Once-daily feeding isn’t appropriate for every dog, but the takeaway is clear:
Dogs benefit metabolically from fewer insulin-triggering events.


Rethinking “Healthy” Dog Food

This isn’t about criticizing kibble or attacking fresh food companies.
It’s about asking better questions.

Instead of only asking:

  • Is it fresh?
  • Is it gently cooked?

Also ask:

  • Where do the calories come from?
  • How much starch is in this food?
  • How often is my dog’s insulin being triggered?
  • Is this diet aligned with my dog’s natural metabolism?

A More Natural Model

In nature, dogs and their ancestors:

  • Ate whole prey
  • Consumed protein, fat, organs, bone, and connective tissue
  • Experienced natural fasting between meals
  • Had minimal exposure to starch

Whole-animal diets don’t rely on carbohydrates for structure, calories, or balance.
They work with a dog’s biology rather than forcing metabolic compensation.


The Bottom Line

Fresh food can be a meaningful step forward—but fresh plus high-carbohydrate is still high-carbohydrate.

If your goals include:

  • Stable energy
  • Lean body condition
  • Reduced metabolic stress
  • Long-term pancreatic health
  • Then it’s worth rethinking not just how your dog’s food is made—but what is driving insulin at every meal.

References

  • Meyer H. et al. Postprandial glucose and insulin responses in dogs fed diets with varying starch content. Journal of Nutrition.

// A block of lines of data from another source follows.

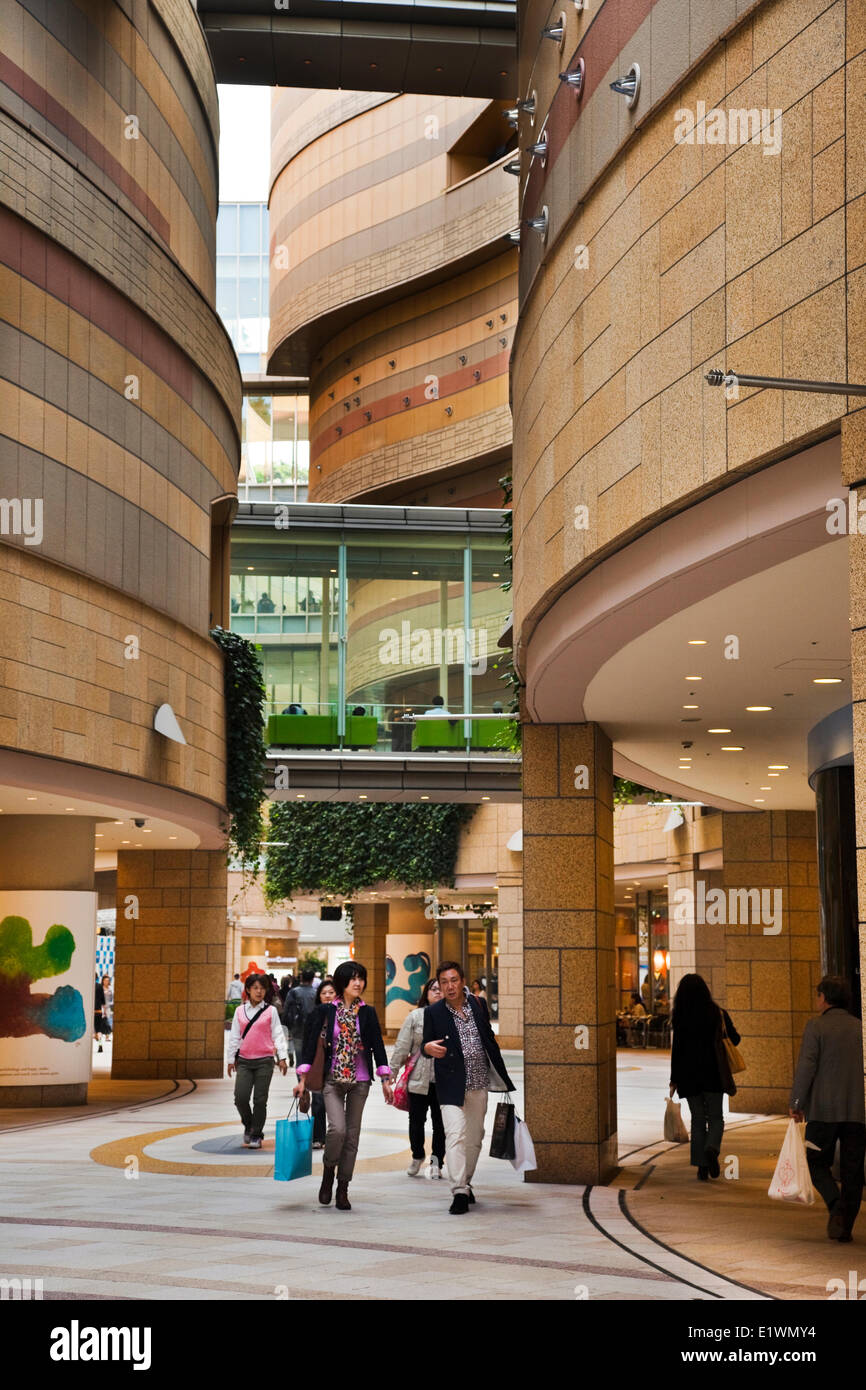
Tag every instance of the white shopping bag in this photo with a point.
(674, 1129)
(791, 1180)
(524, 1150)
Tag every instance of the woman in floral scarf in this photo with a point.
(352, 1043)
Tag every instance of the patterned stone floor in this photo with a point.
(136, 1197)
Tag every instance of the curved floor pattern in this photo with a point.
(127, 1219)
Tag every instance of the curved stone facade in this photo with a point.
(118, 402)
(394, 287)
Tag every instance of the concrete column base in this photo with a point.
(32, 1097)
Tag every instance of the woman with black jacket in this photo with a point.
(699, 1069)
(352, 1044)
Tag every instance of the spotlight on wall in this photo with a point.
(540, 224)
(630, 85)
(540, 149)
(576, 78)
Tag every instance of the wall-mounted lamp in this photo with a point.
(630, 85)
(540, 149)
(540, 224)
(555, 31)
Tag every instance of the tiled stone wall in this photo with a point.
(698, 255)
(171, 963)
(569, 952)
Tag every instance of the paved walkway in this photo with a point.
(146, 1194)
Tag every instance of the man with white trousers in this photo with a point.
(467, 1064)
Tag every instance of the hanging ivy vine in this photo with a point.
(245, 697)
(342, 847)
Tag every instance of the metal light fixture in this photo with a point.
(540, 149)
(630, 85)
(540, 224)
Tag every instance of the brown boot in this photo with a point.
(327, 1186)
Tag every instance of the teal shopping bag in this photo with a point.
(293, 1155)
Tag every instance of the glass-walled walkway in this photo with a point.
(378, 626)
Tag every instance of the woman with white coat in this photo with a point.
(421, 1089)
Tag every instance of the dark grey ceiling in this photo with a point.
(441, 47)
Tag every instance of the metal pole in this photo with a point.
(831, 388)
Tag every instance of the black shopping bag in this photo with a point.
(502, 1141)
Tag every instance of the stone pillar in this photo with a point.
(46, 854)
(510, 958)
(370, 931)
(171, 965)
(770, 975)
(569, 952)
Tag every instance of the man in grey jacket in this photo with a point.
(829, 1093)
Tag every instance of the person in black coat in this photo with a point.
(352, 1044)
(699, 1069)
(467, 1064)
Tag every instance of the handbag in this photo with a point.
(401, 1091)
(791, 1180)
(674, 1127)
(293, 1157)
(731, 1051)
(524, 1148)
(502, 1139)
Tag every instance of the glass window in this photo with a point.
(227, 228)
(250, 220)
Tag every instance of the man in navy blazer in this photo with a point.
(467, 1064)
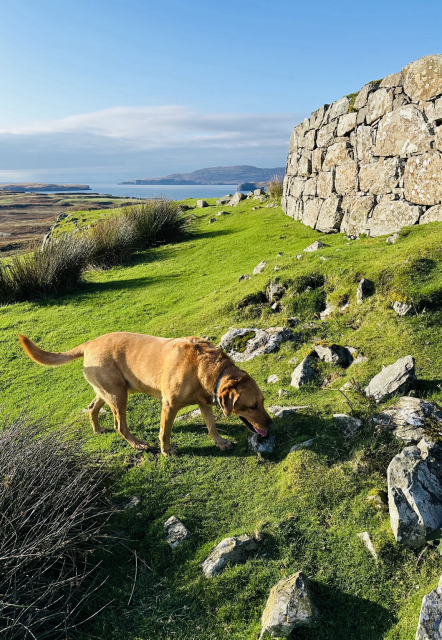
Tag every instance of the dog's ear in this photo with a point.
(227, 400)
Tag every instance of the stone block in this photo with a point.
(391, 215)
(403, 132)
(324, 185)
(346, 124)
(330, 214)
(357, 209)
(422, 79)
(380, 102)
(337, 154)
(326, 134)
(346, 179)
(422, 178)
(380, 177)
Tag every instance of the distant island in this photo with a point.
(215, 175)
(24, 187)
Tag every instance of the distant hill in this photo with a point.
(215, 175)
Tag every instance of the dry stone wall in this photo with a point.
(371, 163)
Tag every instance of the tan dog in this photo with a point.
(179, 372)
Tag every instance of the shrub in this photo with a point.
(275, 187)
(52, 512)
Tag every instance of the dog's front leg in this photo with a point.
(209, 419)
(168, 415)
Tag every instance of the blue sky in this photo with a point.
(117, 90)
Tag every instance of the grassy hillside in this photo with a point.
(308, 505)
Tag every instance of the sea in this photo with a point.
(172, 192)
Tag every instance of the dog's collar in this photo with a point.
(215, 393)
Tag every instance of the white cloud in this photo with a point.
(144, 141)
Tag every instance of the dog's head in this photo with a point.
(243, 397)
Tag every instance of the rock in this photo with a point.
(315, 246)
(422, 178)
(365, 537)
(304, 372)
(236, 199)
(415, 493)
(422, 79)
(302, 445)
(402, 308)
(229, 551)
(285, 412)
(175, 532)
(401, 132)
(393, 238)
(274, 291)
(257, 444)
(349, 425)
(407, 418)
(391, 215)
(225, 199)
(259, 268)
(365, 290)
(429, 626)
(398, 378)
(244, 344)
(433, 214)
(289, 606)
(334, 353)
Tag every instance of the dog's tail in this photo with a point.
(46, 357)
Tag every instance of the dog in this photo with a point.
(177, 371)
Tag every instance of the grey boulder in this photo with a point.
(289, 606)
(229, 551)
(430, 618)
(407, 418)
(398, 378)
(415, 493)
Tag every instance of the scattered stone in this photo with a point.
(430, 618)
(190, 414)
(314, 246)
(304, 372)
(334, 353)
(175, 532)
(402, 308)
(393, 238)
(258, 444)
(365, 290)
(244, 344)
(284, 412)
(302, 445)
(259, 268)
(415, 493)
(407, 418)
(289, 606)
(349, 425)
(229, 551)
(365, 537)
(398, 378)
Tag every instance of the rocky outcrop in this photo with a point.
(371, 165)
(415, 493)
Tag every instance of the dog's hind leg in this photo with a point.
(209, 419)
(94, 409)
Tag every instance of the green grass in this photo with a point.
(308, 505)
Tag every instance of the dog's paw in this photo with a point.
(225, 445)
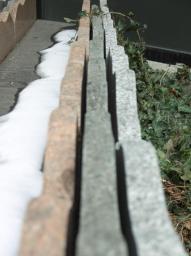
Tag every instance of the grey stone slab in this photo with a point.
(97, 24)
(96, 49)
(126, 105)
(119, 58)
(100, 232)
(97, 90)
(151, 225)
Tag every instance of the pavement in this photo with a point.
(18, 69)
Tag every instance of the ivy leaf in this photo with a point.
(184, 109)
(83, 14)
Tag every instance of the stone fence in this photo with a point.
(102, 190)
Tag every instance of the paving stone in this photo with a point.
(47, 220)
(97, 90)
(48, 217)
(151, 225)
(96, 49)
(100, 232)
(19, 65)
(118, 58)
(126, 105)
(46, 227)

  • Carciofi A.C. et al. Effects of dietary protein and carbohydrate levels on glycemic and insulin responses in dogs. American Journal of Veterinary Research.

  • German A.J. et al. Obesity, insulin sensitivity, and metabolic health in dogs. British Journal of Nutrition.

  • Hoffman J.M. et al. Associations between feeding frequency and health outcomes in dogs. GeroScience, 2021.